Sucede que, hace años, una persona supuestamente ilustrada, con un bosque de títulos académicos en sus baúles, llegó a un local en el que se aglomeraban numerosos seres humanos y, en lugar de saludar a los presentes, tomó forma de globo e hizo como si caminara por los aires sin mirar a nadie, excepto a un gato colado en el edificio. Fue con este (con el felino) con el único que dialogó. «Misu, misu», dijo y siguió de largo hacia su oficina.
Probablemente no me equivoque si suscribo que este cuento real se repite con frecuencia. Sin el gato, claro. Pero sí con el resto de los ingredientes, incluido el aire que infló al «saludador» de animales, incluido el cuchillo que exterminó los más elementales saludos de rigor.
Por supuesto, lo importante no reside en la anécdota en sí misma; habita en la lectura que nos deja y en la revelación, ya repetida, de que el nivel de instrucción no significa de modo obligatorio educación y cultura.
¿Cuántos hay que apuñalaron los «buenos días», los «con permiso», los «por favor», los «gracias» y otros modos simples aunque fundamentales en el civismo básico que supone la sociedad actual? ¿Cuántos hay que demuestran, con gritos, bufonadas a destiempo y otras formas, que sus buenos modales terminaron aterrizando en la Luna o el propio lomo de un gato?
No obstante, cabe un razonamiento desprejuiciado que implica también mirar distintas aristas.

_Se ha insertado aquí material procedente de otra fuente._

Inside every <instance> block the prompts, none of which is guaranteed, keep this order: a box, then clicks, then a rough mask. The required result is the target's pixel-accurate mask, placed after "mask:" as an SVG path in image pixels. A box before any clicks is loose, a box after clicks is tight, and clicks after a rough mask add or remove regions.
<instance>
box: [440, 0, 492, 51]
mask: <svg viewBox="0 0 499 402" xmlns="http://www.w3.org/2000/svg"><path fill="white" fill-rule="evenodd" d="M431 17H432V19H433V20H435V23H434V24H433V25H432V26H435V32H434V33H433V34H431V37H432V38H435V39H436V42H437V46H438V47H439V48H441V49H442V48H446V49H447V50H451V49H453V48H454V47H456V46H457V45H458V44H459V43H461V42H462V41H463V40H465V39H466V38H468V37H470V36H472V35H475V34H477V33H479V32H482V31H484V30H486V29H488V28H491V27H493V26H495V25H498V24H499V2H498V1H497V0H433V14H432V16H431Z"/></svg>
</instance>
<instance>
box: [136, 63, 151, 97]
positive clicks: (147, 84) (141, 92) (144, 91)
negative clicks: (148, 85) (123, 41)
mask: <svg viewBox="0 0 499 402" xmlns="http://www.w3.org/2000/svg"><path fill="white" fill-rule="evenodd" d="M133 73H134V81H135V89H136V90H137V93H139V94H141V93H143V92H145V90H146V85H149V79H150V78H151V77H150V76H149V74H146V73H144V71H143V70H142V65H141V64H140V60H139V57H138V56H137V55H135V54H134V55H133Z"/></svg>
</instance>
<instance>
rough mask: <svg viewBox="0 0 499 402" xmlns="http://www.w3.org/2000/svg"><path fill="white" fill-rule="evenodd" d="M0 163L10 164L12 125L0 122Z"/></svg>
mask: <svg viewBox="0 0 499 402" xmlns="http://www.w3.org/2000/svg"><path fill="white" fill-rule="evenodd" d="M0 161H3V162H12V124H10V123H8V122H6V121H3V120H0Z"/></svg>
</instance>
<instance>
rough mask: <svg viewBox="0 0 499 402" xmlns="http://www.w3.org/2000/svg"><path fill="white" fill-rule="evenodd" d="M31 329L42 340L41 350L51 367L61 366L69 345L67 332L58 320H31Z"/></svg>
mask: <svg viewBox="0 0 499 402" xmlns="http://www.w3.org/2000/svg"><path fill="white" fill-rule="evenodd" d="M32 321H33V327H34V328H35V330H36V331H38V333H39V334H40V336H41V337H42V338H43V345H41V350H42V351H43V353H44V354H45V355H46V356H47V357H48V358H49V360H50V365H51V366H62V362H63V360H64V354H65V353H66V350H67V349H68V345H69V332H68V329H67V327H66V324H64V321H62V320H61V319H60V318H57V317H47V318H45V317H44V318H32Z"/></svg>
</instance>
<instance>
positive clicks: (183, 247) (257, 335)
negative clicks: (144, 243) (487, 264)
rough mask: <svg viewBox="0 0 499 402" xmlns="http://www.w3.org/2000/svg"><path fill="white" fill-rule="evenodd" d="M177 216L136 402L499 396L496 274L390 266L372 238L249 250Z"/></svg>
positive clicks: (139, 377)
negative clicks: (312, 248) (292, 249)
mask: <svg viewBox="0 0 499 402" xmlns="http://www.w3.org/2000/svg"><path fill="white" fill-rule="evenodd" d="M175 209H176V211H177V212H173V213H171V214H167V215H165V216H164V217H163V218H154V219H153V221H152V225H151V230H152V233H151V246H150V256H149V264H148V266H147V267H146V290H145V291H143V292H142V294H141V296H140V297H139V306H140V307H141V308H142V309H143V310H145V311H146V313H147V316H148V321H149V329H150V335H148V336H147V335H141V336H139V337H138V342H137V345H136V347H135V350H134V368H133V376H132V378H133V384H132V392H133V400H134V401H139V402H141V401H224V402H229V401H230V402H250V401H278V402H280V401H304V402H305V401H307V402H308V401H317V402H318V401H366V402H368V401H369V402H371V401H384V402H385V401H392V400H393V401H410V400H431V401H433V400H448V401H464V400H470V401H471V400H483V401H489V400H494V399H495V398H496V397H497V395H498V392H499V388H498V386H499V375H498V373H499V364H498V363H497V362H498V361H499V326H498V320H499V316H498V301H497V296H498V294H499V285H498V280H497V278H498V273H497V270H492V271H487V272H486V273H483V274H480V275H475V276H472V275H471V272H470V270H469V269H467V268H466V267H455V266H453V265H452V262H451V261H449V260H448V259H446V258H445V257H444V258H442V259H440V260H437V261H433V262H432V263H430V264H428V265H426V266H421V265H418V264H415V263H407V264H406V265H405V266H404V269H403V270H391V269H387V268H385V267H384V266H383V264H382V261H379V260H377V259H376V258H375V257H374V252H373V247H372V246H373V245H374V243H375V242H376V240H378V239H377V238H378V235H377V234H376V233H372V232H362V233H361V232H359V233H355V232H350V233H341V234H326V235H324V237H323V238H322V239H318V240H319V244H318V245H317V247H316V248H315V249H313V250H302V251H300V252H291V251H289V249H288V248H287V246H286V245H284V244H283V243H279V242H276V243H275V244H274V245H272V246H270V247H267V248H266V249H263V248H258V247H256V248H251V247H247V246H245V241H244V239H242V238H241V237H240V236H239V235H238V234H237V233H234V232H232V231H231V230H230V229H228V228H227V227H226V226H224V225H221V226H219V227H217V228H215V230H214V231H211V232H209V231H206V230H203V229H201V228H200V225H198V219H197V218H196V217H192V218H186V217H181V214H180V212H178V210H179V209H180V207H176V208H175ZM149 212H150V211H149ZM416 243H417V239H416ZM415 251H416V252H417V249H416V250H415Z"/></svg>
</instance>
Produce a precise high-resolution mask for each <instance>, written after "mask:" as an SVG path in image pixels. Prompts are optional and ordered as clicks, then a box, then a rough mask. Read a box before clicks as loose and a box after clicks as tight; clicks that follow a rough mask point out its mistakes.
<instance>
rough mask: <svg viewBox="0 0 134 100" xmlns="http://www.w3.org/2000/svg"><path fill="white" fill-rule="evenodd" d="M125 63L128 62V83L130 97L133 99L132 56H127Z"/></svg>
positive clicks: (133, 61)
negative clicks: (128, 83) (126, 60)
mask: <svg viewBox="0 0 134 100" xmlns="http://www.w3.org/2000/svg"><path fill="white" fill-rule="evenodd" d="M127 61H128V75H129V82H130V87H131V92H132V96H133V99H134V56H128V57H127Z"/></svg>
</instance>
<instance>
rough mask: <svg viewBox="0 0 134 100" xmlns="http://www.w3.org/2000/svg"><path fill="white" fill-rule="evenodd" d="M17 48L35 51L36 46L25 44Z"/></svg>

Porque, en otro sentido del episodio narrado, he visto en incontables ocasiones que un individuo ha llegado a un lugar con la máxima educación, ha liberado un «buenos días» o un «buenas tardes» y ha recibido lo que se podría denominar «el complejo de estatua» como respuesta.

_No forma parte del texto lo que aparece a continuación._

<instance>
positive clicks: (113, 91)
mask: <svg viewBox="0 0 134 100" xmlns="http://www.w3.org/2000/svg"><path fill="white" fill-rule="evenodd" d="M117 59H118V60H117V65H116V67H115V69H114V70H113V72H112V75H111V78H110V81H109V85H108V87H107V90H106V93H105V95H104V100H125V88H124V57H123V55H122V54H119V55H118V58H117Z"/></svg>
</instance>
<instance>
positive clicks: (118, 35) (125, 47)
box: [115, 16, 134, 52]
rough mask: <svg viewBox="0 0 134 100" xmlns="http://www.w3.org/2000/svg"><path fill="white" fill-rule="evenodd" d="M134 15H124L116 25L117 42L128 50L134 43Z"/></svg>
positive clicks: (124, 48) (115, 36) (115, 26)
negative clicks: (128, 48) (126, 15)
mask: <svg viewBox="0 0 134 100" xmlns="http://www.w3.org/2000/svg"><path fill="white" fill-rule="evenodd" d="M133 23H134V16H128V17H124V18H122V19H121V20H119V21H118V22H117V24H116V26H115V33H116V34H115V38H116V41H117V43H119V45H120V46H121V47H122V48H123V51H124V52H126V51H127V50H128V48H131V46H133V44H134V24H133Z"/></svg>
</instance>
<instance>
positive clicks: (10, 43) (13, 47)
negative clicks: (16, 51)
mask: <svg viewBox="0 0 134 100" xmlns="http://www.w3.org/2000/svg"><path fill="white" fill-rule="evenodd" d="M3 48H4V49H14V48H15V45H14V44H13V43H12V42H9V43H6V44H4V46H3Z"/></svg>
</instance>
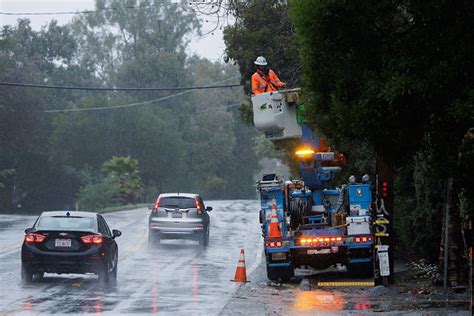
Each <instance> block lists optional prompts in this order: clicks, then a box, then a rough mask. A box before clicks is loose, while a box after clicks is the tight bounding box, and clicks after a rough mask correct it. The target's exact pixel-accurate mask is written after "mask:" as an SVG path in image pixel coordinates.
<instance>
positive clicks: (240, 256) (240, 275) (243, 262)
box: [231, 249, 250, 282]
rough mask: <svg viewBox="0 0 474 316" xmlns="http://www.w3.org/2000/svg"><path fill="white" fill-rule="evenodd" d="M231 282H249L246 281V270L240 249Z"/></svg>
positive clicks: (246, 278)
mask: <svg viewBox="0 0 474 316" xmlns="http://www.w3.org/2000/svg"><path fill="white" fill-rule="evenodd" d="M231 281H234V282H250V281H247V270H246V269H245V254H244V250H243V249H240V258H239V263H238V264H237V269H236V270H235V276H234V279H233V280H231Z"/></svg>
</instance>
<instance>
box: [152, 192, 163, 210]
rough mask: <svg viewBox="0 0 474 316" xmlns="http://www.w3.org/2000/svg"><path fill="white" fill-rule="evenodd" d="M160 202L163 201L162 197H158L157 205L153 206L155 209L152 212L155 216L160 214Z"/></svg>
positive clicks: (156, 201)
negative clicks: (159, 213)
mask: <svg viewBox="0 0 474 316" xmlns="http://www.w3.org/2000/svg"><path fill="white" fill-rule="evenodd" d="M160 200H161V195H159V196H158V199H156V202H155V205H153V209H152V210H151V212H152V213H153V214H156V213H158V206H160Z"/></svg>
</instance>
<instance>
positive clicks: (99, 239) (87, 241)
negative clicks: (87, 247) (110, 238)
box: [81, 235, 104, 244]
mask: <svg viewBox="0 0 474 316" xmlns="http://www.w3.org/2000/svg"><path fill="white" fill-rule="evenodd" d="M81 240H82V242H83V243H85V244H101V243H102V241H103V240H104V238H103V237H102V236H101V235H86V236H82V237H81Z"/></svg>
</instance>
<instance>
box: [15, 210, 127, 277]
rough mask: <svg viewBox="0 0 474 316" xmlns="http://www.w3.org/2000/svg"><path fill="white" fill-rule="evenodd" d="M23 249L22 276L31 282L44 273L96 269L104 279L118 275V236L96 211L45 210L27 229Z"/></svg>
mask: <svg viewBox="0 0 474 316" xmlns="http://www.w3.org/2000/svg"><path fill="white" fill-rule="evenodd" d="M25 234H26V235H25V240H24V241H23V246H22V249H21V277H22V280H23V282H25V283H29V282H31V281H32V280H33V279H35V278H42V277H43V275H44V273H45V272H46V273H81V274H84V273H95V274H97V275H98V276H99V281H100V282H101V283H108V282H109V281H112V282H114V281H115V280H116V279H117V263H118V260H117V258H118V248H117V243H116V242H115V240H114V239H115V237H118V236H120V235H121V234H122V233H121V232H120V231H119V230H115V229H114V230H112V232H111V231H110V229H109V226H108V225H107V223H106V221H105V219H104V218H103V217H102V216H101V215H100V214H96V213H89V212H74V211H71V212H69V211H56V212H43V213H42V214H41V215H40V216H39V217H38V218H37V219H36V222H35V224H34V225H33V227H32V228H28V229H26V230H25Z"/></svg>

Según el Diccionario del Maniquí Contemporáneo, el «complejo de estatua» es un proceso acumulativo de silencios, hielos u otras formas de ignorar —que incluyen conversaciones sobre la pelota o la novela—, las cuales convierten a los saludados en bocetos de personas, mas no en personas propiamente dichas.
Y he escuchado también que alguien ha dicho por teléfono después del saludo correspondiente: Por favor, pudiera ser tan amable de buscarme a Diasdialis Díaz; y ha recibido la «chancletización»: «¡Ya mijo, te la voy a buscar, no hace falta tanta finura ni tanta cosa!». La «chancletización» —dicho sea— es una forma de palabra en látigo que potencia la guapería y la aspereza, el término «mijo» o «mijito» y otros que no se pueden o no se deben escribir en los periódicos.
Conceptos bromistas a un lado, se trata en el fondo de un asunto complejo y digno de estudio, que rebasa la pérdida de algunas buenas conductas pues, al final, deja entrever que todavía se demandan en las aulas muchos más esfuerzos pedagógicos para alcanzar la verdadera cultura general, un concepto que no debe volvérsenos cliché porque se moriría.
De todos modos, habrá que seguir apuntando inicialmente al hogar, primera escuela natural en la que se hilvanan o se derrumban los buenos empeños; se aprenden a amar y respetar hasta a los perros y los gatos, pero antes que todo a los seres humanos.